Posted by Josh Gerstein
Thu, 24 Jan 2008 at 2:11 PM

A D V E R T I S E M E N T
A D V E R T I S E M E N T

President Clinton's claim Wednesday that he was on the receiving end of "a hit job" from Senator Obama's campaign is being treated in news accounts as a mysterious reference and perhaps evidence that the former president is coming unglued. Even Senator Clinton sounded baffled when asked about the remark in an AP interview. "He was thinking about something. You'll have to ask him what he means," she said.

The Sopranos-esque reference--"He put out a hit job on me "--is rather easily explained. Mr. Clinton is talking about this piece of opposition research released by Mr. Obama's camp in June detailing the former president's business dealings with an ex-supermarket magnate, target of alleged extortion by Page Six, and longtime benefactor of the Clintons, Ron Burkle.

As the first to report in detail on Mr. Clinton's sharp-edged comments at Dartmouth College and in Oakland, Calif., I see his riff in Charleston, S.C. Wednesday as largely derived from the earlier two. The "hit job" comment is simply a paraphrase of this remark from Dartmouth: "What about the Obama handout that was covered up, the press never reported on, implying that I was a crook? Scouring me—scathing criticism over my financial reports. Ken Starr spent $70 million to find out that I wouldn't take a nickel to see the cow jump over the moon." The lifeless written words don't do justice to the emotion the former president added to "scouring" and "scathing" back in New Hampshire, notwithstanding his assertion Wednesday that, "I don't care about it today. I'm not upset about it."

The portion of the Charleston rant where Mr. Clinton went after journalists for refusing to focus on the substantive issues real voters were asking about is a theme the former president also struck in Oakland, where he challenged a television reporter for suggesting that Mrs. Clinton's allies were seeking to disenfranchise voters by suing to shut down casino-based caucuses in Nevada. "Get on your television station and say it: 'I don't care about the home mortgage crisis.' All I care about is making sure that some voters have it easier than others and that when they do vote, when it's already easier for them, their vote should count five times as much as others," Mr. Clinton said just after concluding a discussion with Oakland-area residents facing foreclosure in the subprime mortgage collapse.

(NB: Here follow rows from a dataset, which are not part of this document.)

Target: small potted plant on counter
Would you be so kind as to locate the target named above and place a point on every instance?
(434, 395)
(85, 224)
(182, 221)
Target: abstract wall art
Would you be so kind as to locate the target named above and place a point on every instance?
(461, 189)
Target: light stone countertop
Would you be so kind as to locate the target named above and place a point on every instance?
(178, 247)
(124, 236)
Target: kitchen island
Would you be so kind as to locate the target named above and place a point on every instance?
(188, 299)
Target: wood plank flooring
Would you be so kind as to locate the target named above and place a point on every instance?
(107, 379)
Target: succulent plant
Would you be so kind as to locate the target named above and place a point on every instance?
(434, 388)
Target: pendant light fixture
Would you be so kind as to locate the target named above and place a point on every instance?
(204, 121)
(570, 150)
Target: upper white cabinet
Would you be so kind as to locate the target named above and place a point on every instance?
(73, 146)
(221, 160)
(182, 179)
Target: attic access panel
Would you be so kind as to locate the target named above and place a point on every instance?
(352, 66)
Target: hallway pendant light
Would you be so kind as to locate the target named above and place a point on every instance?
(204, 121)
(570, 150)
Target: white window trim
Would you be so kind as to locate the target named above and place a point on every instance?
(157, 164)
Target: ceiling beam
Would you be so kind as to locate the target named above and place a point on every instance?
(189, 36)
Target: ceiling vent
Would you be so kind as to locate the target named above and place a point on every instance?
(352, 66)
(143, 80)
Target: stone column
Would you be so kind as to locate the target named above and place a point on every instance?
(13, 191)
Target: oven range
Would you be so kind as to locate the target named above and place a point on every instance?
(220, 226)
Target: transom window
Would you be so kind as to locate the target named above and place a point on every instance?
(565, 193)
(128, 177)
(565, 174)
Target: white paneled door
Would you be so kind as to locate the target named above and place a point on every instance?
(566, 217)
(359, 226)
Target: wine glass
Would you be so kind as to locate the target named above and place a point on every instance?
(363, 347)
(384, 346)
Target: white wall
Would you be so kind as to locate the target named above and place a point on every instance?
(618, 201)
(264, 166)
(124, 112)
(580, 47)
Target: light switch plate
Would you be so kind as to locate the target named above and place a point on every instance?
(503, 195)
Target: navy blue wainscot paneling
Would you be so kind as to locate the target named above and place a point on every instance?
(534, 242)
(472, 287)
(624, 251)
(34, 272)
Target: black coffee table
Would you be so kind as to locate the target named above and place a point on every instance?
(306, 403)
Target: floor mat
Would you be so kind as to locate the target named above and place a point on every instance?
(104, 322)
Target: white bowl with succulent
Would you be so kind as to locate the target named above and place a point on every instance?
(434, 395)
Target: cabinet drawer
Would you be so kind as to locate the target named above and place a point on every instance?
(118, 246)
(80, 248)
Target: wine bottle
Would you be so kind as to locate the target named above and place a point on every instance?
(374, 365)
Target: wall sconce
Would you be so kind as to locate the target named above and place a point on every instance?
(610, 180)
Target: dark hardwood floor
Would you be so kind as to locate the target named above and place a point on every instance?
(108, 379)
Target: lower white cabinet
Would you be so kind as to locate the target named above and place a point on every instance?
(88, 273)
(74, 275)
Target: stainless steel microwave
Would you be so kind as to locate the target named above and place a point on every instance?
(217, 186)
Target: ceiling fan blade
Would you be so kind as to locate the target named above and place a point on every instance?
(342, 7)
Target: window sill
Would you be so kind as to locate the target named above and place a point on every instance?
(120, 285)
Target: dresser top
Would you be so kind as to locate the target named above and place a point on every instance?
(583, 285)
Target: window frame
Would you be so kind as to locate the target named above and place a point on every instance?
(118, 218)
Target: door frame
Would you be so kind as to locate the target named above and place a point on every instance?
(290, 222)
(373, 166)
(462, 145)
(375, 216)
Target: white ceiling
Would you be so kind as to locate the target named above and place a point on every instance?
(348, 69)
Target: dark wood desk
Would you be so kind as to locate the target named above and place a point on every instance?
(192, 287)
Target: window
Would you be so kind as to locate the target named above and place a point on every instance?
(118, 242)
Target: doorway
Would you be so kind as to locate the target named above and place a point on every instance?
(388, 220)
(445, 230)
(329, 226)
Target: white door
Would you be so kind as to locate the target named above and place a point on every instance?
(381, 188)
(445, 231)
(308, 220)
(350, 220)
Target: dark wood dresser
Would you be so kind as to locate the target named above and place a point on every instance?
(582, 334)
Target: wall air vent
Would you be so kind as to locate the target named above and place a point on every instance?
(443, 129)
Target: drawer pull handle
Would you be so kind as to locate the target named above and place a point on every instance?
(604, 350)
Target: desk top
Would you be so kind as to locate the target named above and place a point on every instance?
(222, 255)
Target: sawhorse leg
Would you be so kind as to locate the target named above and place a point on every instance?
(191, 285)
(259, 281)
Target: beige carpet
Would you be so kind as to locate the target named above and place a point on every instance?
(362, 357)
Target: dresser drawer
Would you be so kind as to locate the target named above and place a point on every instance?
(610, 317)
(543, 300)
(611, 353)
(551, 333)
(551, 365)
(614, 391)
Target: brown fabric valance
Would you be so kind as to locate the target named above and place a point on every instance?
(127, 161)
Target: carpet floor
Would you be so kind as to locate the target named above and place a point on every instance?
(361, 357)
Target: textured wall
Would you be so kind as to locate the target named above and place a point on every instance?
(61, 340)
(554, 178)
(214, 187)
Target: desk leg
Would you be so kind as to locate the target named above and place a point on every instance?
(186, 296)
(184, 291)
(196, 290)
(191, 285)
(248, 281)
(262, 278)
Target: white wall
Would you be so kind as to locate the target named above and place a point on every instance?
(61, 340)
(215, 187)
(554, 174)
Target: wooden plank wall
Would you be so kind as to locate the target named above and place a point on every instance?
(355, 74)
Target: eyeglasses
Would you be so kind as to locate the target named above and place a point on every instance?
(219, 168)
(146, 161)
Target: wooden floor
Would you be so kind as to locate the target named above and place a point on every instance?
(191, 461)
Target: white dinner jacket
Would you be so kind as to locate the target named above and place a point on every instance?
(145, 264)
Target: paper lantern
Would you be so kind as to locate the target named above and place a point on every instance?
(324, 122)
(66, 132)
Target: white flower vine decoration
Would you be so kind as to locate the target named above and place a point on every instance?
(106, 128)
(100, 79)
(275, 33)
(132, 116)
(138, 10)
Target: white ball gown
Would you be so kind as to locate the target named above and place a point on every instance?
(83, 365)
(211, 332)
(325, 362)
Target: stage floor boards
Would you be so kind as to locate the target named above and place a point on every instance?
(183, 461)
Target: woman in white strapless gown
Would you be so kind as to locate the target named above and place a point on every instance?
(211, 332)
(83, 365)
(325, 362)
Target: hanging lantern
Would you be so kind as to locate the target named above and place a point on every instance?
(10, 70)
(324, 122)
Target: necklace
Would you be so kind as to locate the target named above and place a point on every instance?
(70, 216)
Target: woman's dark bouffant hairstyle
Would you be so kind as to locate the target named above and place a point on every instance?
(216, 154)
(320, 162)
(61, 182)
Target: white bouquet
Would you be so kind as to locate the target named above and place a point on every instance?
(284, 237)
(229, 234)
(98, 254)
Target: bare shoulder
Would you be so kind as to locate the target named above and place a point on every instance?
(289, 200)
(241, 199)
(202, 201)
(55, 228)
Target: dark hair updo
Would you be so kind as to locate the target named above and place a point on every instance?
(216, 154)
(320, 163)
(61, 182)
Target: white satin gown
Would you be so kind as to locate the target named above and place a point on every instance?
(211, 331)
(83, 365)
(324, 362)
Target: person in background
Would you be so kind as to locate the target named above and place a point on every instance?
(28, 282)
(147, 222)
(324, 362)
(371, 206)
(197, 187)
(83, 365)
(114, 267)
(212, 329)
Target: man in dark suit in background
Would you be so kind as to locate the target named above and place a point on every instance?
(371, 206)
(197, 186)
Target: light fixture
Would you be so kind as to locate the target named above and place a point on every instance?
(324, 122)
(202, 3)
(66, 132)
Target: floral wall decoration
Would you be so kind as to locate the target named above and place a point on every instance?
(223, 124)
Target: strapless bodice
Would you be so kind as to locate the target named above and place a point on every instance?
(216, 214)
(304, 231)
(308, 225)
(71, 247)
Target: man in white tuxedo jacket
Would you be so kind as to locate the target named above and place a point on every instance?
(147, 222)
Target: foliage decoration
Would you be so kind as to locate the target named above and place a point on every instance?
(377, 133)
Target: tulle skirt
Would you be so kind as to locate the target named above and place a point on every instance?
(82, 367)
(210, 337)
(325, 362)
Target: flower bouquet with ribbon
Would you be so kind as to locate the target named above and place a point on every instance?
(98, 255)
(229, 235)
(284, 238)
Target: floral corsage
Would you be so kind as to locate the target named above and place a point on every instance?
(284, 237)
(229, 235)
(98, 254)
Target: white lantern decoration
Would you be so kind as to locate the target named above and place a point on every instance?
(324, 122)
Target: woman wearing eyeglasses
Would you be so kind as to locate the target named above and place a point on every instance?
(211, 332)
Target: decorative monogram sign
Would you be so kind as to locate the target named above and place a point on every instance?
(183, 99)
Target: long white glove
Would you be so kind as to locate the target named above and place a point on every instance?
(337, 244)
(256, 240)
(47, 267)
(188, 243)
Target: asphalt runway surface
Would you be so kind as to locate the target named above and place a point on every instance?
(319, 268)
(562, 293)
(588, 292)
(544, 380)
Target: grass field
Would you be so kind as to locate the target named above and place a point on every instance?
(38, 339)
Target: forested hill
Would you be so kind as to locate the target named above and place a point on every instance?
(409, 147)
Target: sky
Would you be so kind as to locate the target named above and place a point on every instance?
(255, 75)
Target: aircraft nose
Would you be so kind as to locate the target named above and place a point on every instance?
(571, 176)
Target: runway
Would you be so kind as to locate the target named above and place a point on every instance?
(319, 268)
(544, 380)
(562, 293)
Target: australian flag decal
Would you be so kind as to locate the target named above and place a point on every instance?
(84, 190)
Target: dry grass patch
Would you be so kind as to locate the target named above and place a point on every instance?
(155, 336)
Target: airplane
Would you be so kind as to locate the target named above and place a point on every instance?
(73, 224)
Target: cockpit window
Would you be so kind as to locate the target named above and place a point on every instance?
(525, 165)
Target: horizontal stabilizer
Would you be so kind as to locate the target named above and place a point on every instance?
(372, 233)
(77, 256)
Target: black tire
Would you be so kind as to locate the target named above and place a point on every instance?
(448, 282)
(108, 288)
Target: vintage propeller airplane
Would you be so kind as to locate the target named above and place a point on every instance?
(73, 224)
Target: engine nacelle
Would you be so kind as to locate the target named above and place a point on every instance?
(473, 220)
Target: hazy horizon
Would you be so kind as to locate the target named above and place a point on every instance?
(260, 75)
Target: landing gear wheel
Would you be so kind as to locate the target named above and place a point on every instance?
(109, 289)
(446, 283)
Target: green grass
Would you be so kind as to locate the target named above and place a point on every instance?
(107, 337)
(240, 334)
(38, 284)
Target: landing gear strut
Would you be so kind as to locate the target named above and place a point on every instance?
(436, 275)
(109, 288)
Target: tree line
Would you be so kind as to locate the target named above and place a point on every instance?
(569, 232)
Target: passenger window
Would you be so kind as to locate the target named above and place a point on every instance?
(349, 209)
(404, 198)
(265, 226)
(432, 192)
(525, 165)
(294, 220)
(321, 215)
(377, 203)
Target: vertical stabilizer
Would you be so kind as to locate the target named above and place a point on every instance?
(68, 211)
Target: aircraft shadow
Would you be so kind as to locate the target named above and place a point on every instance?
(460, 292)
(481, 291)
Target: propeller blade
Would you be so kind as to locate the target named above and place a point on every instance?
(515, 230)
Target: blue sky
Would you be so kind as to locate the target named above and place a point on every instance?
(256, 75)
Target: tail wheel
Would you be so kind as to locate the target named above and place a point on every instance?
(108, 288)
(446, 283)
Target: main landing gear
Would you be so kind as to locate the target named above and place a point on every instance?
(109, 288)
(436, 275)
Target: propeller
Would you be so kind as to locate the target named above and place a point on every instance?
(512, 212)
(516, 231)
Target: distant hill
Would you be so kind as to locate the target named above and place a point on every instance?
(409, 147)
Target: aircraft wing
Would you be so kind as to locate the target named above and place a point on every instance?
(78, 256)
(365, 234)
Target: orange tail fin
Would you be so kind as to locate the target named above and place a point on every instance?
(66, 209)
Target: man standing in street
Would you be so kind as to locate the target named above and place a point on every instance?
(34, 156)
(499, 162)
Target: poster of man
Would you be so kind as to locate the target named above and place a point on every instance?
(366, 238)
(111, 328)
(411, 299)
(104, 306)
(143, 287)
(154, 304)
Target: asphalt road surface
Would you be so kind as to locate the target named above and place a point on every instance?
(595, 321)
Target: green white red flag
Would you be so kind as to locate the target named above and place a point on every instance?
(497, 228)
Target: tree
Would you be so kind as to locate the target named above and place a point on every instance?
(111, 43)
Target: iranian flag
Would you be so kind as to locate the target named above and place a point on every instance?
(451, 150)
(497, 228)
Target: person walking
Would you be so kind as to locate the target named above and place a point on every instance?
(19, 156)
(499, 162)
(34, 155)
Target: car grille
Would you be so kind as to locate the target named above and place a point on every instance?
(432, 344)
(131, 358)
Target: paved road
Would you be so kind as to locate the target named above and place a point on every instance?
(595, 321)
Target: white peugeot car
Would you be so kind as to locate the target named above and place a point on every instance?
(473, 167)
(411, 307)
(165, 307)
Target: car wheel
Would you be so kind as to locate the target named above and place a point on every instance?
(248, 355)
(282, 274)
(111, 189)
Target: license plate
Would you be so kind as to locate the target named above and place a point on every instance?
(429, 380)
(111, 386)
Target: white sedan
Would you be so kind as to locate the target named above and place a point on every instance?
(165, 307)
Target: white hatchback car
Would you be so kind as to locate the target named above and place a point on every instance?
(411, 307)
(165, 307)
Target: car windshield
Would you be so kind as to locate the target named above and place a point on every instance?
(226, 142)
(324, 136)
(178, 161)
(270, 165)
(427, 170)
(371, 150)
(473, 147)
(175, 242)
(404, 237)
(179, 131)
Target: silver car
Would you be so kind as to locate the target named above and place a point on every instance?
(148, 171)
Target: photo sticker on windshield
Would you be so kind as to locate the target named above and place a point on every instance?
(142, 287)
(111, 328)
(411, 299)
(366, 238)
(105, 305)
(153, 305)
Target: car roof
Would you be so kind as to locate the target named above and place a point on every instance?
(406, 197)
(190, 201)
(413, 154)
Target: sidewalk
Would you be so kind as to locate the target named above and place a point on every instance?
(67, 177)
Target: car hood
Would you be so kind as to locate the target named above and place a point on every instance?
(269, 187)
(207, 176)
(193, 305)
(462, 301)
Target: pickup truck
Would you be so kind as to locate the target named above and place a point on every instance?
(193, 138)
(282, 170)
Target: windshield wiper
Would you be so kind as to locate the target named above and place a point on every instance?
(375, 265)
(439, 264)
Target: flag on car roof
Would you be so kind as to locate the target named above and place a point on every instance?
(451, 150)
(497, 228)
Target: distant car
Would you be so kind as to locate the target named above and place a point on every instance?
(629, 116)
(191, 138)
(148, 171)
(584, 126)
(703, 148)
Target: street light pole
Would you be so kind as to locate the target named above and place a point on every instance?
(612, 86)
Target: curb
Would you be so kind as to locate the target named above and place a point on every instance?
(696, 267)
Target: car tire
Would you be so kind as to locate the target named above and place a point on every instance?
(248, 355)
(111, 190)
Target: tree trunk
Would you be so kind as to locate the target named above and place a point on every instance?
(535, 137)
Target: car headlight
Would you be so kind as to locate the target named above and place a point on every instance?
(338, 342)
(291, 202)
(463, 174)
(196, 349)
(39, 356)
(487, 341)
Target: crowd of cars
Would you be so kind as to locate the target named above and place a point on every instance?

As regards the anti-press content of Mr. Clinton's Charleston statement, his most bitter remarks seem to have been directed not at the journalist who triggered the exchange, Jessica Yellin of CNN, but at a reporter who asked Mr. Clinton if he was blaming Mr. Obama for injecting racial issues into the campaign, Glenn Thrush of Newsday. Mr. Thrush says the retort, "You just want one more story. Shame on you," was directed at him.

Mr. Clinton seems to have a bit of affection for the "hit job" phrase, especially when he gets mad. It figured in a high profile dust up last year when he told Chris Wallace of Fox News, "You did your nice little conservative hit job on me." (Mr. Obama also got in on the act, calling a report Fox publicized about him attending a madrassa, "an obvious right-wing hit job.") Anyone trying to take stock of Mr. Clinton's recent salvos may want to consider that while the press deemed his confrontation with Mr. Wallace to be an embarrassment, liberal Democrats were delighted with the fire the former president showed sticking it to a news outlet they loathe.

For the record, Mr. Clinton's claim that "the press never reported on" the Obama campaign memo attacking his ties to Mr. Burkle is overstated. To be sure, the attack didn't get much coverage, but the New York Times posted the memo to the Web a couple of times and referred to it obliquely here. Variety blogged it here. There is something counter-intuitive about a candidate's spouse complaining that suggestions of financial impropriety about him weren't adequately aired. But if Mr. Clinton's point is that news coverage of his ties to Mr. Burkle should note that the Obama camp has tried to fan the flames on those issues, he has a fair one.